SoftBank to buy ABB's robot business for $5.4 billion in push to merge AI and robotics


The logo of ABB is pictured at the Global Industries exhibition in Villepinte near Paris, France, March 26, 2024. REUTERS/Benoit Tessier

ZURICH/TOKYO (Reuters) -SoftBank Group has agreed to buy the robotics business of Swiss engineering group ABB in a $5.4 billion deal, as the Japanese investor forges ahead with a strategy to fuse robotics and artificial intelligence.

The acquisition, announced on Wednesday, is the latest by founder and CEO Masayoshi Son to establish Softbank as a core player in the development of artificial intelligence.

SoftBank pushed into humanoid robotics a decade ago with its Pepper robot but later scaled back its ambitions.

Its recent investments in the sector include Berkshire Grey and AutoStore, and it also led a $40 billion funding round in ChatGPT-maker OpenAI and in March bought chip design company Ampere for $6.5 billion.

SOFTBANK'S STRATEGY: MERGING AI WITH ROBOTICS

"SoftBank's next frontier is Physical AI," Son said in a statement.

The deal means ABB has abandoned its original decision to spin off and separately list the industrial automation business, which competes with Japan's Fanuc and Yaskawa, as well as Germany's Kuka in making factory robots.

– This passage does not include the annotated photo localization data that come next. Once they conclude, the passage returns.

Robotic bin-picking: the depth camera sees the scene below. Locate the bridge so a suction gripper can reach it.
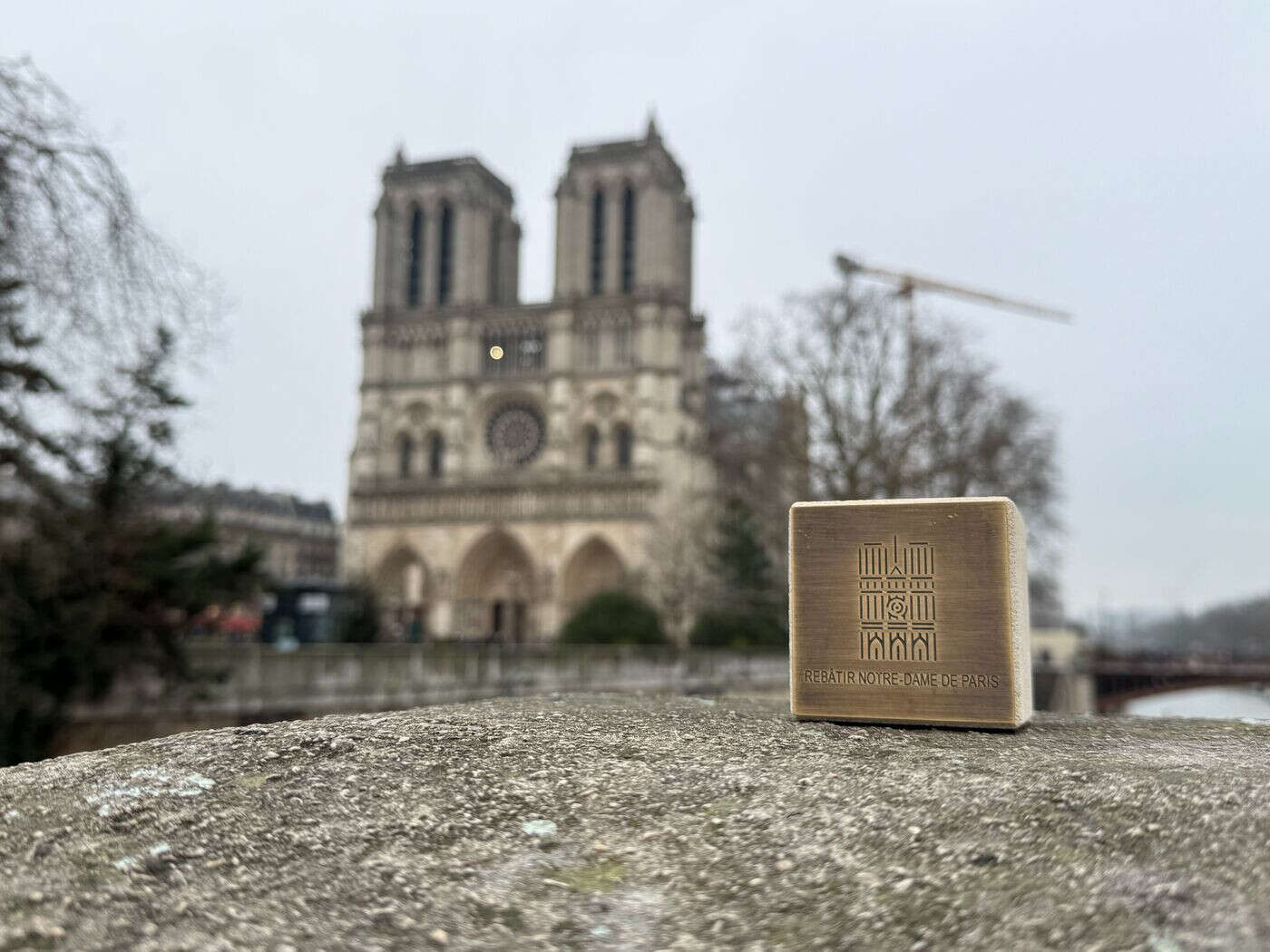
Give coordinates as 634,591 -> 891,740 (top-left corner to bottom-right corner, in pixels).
57,642 -> 1270,753
1087,657 -> 1270,714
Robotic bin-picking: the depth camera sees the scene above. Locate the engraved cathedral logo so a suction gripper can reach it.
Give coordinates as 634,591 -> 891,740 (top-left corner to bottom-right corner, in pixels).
860,536 -> 940,661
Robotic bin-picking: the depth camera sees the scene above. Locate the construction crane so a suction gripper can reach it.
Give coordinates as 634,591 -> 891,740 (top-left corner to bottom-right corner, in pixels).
833,254 -> 1072,324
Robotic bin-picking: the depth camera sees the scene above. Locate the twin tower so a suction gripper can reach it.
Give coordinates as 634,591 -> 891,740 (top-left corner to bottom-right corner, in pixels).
374,118 -> 693,312
344,121 -> 714,642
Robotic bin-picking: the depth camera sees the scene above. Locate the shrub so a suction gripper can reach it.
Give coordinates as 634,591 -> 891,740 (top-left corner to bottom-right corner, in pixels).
689,609 -> 788,653
560,591 -> 667,645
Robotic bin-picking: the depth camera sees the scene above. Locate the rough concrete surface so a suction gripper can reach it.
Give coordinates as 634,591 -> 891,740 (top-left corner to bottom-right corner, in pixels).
0,697 -> 1270,952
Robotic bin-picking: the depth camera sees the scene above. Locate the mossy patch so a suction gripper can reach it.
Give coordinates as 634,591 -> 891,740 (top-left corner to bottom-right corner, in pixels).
552,860 -> 626,892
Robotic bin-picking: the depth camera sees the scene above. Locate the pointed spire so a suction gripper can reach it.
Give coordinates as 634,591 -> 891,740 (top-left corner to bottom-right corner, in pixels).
644,105 -> 661,142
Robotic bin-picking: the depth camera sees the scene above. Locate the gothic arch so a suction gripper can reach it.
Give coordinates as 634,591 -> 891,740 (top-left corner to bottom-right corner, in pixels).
560,536 -> 626,613
375,542 -> 431,606
454,529 -> 536,642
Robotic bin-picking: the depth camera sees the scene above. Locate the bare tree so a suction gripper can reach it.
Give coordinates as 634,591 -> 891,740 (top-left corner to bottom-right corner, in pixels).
740,275 -> 1060,619
0,58 -> 221,386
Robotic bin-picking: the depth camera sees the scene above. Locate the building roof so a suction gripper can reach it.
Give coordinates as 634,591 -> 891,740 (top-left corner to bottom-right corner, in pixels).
158,482 -> 336,523
569,115 -> 686,187
384,150 -> 515,204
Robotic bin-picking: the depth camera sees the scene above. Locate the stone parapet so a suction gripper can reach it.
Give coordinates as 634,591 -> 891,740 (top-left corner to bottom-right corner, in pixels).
0,697 -> 1270,951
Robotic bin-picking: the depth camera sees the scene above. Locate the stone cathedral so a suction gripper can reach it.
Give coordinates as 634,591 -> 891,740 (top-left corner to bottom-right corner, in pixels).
346,120 -> 714,642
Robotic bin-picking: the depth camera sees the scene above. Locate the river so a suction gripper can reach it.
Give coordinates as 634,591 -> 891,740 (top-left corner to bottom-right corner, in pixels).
1124,688 -> 1270,721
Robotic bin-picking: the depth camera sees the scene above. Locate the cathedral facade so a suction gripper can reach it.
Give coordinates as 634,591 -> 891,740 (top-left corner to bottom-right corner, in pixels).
344,121 -> 714,642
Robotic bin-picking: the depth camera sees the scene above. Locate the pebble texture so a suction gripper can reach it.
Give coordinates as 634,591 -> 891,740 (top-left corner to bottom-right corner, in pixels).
0,697 -> 1270,952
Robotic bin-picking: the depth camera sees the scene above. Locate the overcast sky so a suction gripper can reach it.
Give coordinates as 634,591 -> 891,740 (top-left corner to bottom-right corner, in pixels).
9,0 -> 1270,613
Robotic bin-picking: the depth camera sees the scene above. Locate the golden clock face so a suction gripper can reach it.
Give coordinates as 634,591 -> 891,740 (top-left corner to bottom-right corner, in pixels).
485,403 -> 542,466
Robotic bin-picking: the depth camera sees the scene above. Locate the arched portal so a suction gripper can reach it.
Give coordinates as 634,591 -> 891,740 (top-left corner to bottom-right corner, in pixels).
560,536 -> 626,617
375,545 -> 431,641
454,529 -> 534,644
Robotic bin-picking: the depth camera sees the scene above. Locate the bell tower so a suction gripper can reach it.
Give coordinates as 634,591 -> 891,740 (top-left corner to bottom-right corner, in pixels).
555,115 -> 693,308
374,151 -> 521,312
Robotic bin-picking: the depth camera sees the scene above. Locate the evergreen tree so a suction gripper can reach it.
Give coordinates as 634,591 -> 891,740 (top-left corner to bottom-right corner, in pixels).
689,496 -> 788,651
0,321 -> 259,764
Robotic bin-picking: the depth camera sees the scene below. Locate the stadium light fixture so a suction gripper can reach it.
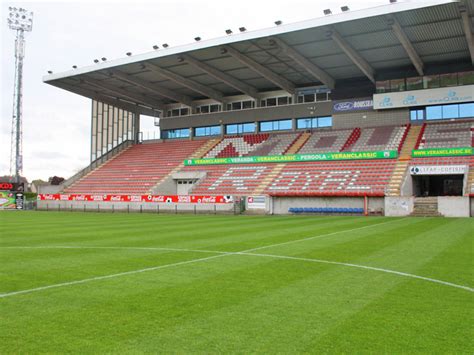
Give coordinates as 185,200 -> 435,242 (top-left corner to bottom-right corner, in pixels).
7,6 -> 33,183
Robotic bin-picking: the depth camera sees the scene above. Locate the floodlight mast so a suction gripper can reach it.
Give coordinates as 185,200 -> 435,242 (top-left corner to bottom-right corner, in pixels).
7,7 -> 33,183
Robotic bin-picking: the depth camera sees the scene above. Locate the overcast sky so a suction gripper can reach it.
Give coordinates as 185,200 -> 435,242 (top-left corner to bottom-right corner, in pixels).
0,0 -> 392,181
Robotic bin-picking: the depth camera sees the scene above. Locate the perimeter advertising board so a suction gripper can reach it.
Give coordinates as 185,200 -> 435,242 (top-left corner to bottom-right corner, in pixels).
184,150 -> 398,166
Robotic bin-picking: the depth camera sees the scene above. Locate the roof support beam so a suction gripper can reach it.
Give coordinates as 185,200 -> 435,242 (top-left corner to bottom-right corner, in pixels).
55,83 -> 159,116
222,45 -> 295,95
178,54 -> 258,101
110,69 -> 193,107
459,5 -> 474,65
81,78 -> 163,110
143,63 -> 224,103
389,16 -> 424,75
270,37 -> 336,89
328,29 -> 375,84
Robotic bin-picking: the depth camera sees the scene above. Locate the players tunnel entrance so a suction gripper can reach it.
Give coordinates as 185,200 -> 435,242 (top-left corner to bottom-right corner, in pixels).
413,175 -> 464,197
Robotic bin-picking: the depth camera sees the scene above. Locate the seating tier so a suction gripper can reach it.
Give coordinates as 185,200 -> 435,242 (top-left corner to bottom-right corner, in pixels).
65,140 -> 207,194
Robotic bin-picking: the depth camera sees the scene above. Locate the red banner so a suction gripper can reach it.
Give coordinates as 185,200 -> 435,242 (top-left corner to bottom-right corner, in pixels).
38,194 -> 234,204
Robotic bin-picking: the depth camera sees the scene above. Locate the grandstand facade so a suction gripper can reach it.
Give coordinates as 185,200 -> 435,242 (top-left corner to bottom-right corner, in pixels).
38,0 -> 474,216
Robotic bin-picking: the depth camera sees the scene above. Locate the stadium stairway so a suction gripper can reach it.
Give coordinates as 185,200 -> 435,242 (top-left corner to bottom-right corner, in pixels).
254,164 -> 286,195
285,132 -> 311,155
150,138 -> 221,195
386,126 -> 422,196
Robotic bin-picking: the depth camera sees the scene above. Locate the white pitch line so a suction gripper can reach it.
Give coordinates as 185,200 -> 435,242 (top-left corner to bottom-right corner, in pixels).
235,252 -> 474,292
0,219 -> 474,298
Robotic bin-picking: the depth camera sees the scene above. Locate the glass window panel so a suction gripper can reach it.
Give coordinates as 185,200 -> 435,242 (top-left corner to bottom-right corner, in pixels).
242,100 -> 254,110
304,94 -> 314,102
232,101 -> 242,110
209,126 -> 221,136
260,122 -> 273,132
426,106 -> 443,120
442,105 -> 459,119
439,73 -> 458,87
459,102 -> 474,118
278,97 -> 288,106
458,71 -> 474,85
210,105 -> 221,112
407,76 -> 423,90
243,123 -> 255,133
225,124 -> 237,134
423,75 -> 439,89
267,97 -> 276,106
296,118 -> 311,129
390,79 -> 406,91
318,116 -> 332,127
316,92 -> 328,101
375,80 -> 390,94
278,120 -> 292,131
194,127 -> 206,137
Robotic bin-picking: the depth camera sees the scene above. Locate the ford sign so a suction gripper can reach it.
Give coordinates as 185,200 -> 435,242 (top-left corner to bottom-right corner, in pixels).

The decision is the first major move under ABB CEO Morten Wierod, who took charge last year, and follows years of struggling sales and falling profitability for the robots business.

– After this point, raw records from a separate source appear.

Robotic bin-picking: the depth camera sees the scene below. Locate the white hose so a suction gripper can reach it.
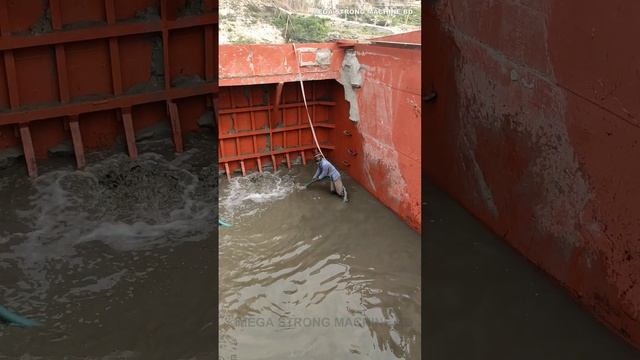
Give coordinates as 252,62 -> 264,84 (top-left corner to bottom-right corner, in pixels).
292,44 -> 324,158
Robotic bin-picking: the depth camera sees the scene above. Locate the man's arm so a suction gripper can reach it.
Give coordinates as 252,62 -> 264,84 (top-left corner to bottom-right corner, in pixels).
317,165 -> 329,180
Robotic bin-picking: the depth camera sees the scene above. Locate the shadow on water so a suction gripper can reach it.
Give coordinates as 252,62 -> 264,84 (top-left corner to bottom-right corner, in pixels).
0,134 -> 217,359
219,165 -> 421,360
423,177 -> 640,360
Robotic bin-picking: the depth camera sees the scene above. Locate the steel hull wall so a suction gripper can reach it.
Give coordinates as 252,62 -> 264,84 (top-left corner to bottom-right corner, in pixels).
423,0 -> 640,346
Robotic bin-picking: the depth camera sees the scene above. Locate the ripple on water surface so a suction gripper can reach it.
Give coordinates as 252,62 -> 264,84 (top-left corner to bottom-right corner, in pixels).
219,167 -> 420,359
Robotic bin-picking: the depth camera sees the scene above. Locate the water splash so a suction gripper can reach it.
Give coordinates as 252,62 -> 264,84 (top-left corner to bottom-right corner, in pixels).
219,170 -> 304,221
0,149 -> 217,317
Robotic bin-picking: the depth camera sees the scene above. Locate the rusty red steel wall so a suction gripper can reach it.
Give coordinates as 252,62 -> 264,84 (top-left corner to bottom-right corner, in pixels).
218,43 -> 344,86
218,80 -> 336,178
0,0 -> 218,176
218,40 -> 421,231
423,0 -> 640,347
335,31 -> 422,232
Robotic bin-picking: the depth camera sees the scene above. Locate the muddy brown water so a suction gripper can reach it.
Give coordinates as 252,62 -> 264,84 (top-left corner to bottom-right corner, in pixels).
423,179 -> 640,360
219,165 -> 421,360
0,134 -> 217,359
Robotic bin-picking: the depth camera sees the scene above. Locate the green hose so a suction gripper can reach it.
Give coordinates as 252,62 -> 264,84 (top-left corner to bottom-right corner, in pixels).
0,305 -> 40,327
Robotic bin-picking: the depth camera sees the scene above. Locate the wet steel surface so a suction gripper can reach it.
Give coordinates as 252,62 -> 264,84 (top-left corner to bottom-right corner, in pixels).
0,134 -> 217,359
219,164 -> 421,360
423,180 -> 640,360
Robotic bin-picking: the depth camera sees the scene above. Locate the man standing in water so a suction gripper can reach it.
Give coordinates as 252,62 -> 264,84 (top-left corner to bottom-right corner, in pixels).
307,152 -> 348,202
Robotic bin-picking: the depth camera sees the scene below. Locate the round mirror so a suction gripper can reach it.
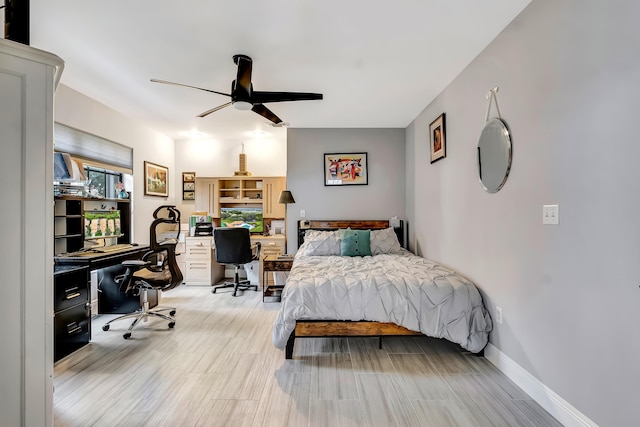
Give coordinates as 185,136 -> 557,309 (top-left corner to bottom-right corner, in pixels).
478,118 -> 511,193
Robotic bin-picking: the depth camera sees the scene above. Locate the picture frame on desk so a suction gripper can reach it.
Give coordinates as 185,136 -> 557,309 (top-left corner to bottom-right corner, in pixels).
144,160 -> 169,197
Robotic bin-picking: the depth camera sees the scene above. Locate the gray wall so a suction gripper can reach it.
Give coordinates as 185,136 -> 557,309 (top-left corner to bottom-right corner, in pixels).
287,129 -> 405,253
406,0 -> 640,426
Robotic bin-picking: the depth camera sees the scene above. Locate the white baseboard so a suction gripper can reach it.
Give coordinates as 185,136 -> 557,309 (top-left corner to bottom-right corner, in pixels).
484,343 -> 597,427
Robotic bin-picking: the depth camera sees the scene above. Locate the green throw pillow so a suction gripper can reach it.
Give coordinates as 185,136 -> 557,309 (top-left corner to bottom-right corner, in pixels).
340,230 -> 371,256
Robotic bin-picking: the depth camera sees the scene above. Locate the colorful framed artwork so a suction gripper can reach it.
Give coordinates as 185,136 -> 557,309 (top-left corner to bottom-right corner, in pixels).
429,113 -> 447,163
182,172 -> 196,200
324,153 -> 369,186
144,160 -> 169,197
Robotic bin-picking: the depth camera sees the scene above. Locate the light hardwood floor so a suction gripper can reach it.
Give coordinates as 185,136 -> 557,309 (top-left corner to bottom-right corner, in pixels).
54,286 -> 560,427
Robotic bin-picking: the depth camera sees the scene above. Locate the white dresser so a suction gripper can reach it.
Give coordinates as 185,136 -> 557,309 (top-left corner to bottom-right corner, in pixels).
182,236 -> 224,285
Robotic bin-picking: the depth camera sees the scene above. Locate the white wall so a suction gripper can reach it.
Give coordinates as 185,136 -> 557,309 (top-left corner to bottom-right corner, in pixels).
55,85 -> 175,243
287,129 -> 405,253
174,135 -> 287,219
406,0 -> 640,426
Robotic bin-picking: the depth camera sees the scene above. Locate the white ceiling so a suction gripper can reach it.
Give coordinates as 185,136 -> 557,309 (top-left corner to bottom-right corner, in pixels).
31,0 -> 530,141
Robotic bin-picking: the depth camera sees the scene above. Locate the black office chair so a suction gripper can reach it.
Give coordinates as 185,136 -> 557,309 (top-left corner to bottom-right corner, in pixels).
211,228 -> 261,297
102,205 -> 183,339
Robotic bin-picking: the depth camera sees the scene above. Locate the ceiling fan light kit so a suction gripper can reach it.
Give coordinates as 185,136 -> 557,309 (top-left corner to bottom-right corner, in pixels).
151,55 -> 322,125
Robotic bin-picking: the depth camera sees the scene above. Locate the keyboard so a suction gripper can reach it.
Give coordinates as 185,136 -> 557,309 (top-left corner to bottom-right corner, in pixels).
92,243 -> 133,253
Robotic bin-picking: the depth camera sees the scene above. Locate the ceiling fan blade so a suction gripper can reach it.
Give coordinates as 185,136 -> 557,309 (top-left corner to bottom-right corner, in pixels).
151,79 -> 231,97
198,102 -> 231,117
251,91 -> 322,104
251,104 -> 282,124
233,55 -> 253,96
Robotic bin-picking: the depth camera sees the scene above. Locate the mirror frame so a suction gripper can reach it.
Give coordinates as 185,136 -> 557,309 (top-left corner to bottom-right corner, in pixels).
476,117 -> 513,193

ABB's robotics division, which employs 7,000 people, generated sales of $2.3 billion last year, equivalent to 7% of ABB's total revenues. But the company saw limited crossover with the rest of its business, which focuses primarily on electrification and automation.

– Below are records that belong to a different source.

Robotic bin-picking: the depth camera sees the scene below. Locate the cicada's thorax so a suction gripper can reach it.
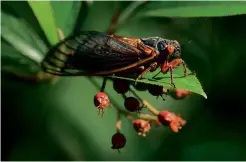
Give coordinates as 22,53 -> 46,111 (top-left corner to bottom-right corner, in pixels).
141,37 -> 169,64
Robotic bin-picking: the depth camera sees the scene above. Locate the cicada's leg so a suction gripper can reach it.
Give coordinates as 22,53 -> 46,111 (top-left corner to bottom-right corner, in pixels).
181,60 -> 187,76
168,65 -> 176,88
135,62 -> 158,85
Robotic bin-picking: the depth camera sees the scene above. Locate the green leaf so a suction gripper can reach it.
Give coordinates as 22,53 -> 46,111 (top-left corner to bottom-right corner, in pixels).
28,1 -> 58,45
2,26 -> 43,63
109,66 -> 207,98
51,1 -> 82,36
136,1 -> 246,17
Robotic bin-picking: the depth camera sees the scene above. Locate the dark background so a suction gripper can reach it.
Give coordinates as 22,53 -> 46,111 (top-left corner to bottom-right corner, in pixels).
1,1 -> 246,161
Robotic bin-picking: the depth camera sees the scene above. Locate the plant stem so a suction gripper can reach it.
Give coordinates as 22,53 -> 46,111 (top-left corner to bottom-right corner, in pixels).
130,87 -> 159,115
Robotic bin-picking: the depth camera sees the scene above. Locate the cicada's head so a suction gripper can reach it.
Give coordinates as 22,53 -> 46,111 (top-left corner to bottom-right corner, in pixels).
157,39 -> 181,61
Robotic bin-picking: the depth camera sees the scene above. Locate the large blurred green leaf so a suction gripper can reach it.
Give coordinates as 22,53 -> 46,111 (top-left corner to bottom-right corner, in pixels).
136,1 -> 246,17
28,1 -> 58,45
1,11 -> 47,63
51,1 -> 82,36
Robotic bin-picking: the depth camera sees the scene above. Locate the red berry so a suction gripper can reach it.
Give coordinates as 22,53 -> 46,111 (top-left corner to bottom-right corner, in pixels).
133,119 -> 151,137
155,120 -> 161,127
113,79 -> 130,94
124,97 -> 142,112
111,132 -> 126,149
158,110 -> 186,133
94,92 -> 110,116
170,88 -> 191,100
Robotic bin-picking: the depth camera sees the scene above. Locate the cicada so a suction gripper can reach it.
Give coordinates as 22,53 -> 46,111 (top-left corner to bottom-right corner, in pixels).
42,31 -> 186,85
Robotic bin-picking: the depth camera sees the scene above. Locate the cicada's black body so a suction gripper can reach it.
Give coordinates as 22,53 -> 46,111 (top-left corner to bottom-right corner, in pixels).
42,31 -> 183,76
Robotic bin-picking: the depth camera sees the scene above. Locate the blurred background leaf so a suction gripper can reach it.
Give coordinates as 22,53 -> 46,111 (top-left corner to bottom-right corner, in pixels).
137,1 -> 246,17
28,1 -> 58,45
1,1 -> 246,161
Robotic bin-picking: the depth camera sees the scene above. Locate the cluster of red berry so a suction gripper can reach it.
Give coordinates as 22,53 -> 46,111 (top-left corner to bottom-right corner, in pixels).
94,79 -> 191,150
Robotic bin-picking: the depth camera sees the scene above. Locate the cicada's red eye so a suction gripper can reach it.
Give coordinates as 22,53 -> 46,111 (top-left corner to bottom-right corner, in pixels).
167,45 -> 174,54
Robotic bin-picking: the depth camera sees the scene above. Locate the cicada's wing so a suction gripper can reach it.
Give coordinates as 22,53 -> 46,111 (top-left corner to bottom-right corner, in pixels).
42,31 -> 141,76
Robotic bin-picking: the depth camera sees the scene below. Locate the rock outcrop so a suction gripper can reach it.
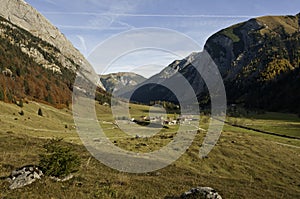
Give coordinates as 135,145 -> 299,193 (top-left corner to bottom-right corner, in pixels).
180,187 -> 222,199
100,72 -> 146,92
0,0 -> 104,89
7,166 -> 43,189
122,14 -> 300,112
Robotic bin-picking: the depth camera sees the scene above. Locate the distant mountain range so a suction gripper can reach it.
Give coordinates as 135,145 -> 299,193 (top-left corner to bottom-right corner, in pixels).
100,72 -> 146,92
122,14 -> 300,112
0,0 -> 300,113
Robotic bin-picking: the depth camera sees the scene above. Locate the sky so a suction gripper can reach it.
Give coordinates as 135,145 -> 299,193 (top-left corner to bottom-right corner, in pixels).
25,0 -> 300,77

ABB announced to shareholders in April its decision to spin off robotics but decided to sell instead because the SoftBank deal provided money immediately, Wierod told Reuters.

Following the deal's announcement, Switzerland's Zuercher Kantonalbank said it had expected a valuation of slightly less than $4 billion for the robotics business under the planned spin-off.

ABB shares opened 2% higher in Zurich after the sale announcement, while SoftBank's shares did not move significantly, ending the day down 2%.

ABB TO FOCUS ON ELECTRIFICATION, AUTOMATION, ACQUISITIONS

"We always said that robotics is a market with much higher volatility. And that's what we've seen over the years, both when it comes to growth, but also margins," Wierod said. "So it is a bit of a different market than, say, the rest of ABB today, which is focusing on electrification and automation."

The transaction is expected to close in mid- to late-2026 and will generate cash proceeds of roughly $5.3 billion, ABB said.

The money will be spent on developing new technology and production capacity in electrification and automation, and could also fund new acquisitions, Wierod said.

"We do have firepower to also do bigger acquisitions, so we're not excluding bigger deals," Wierod said.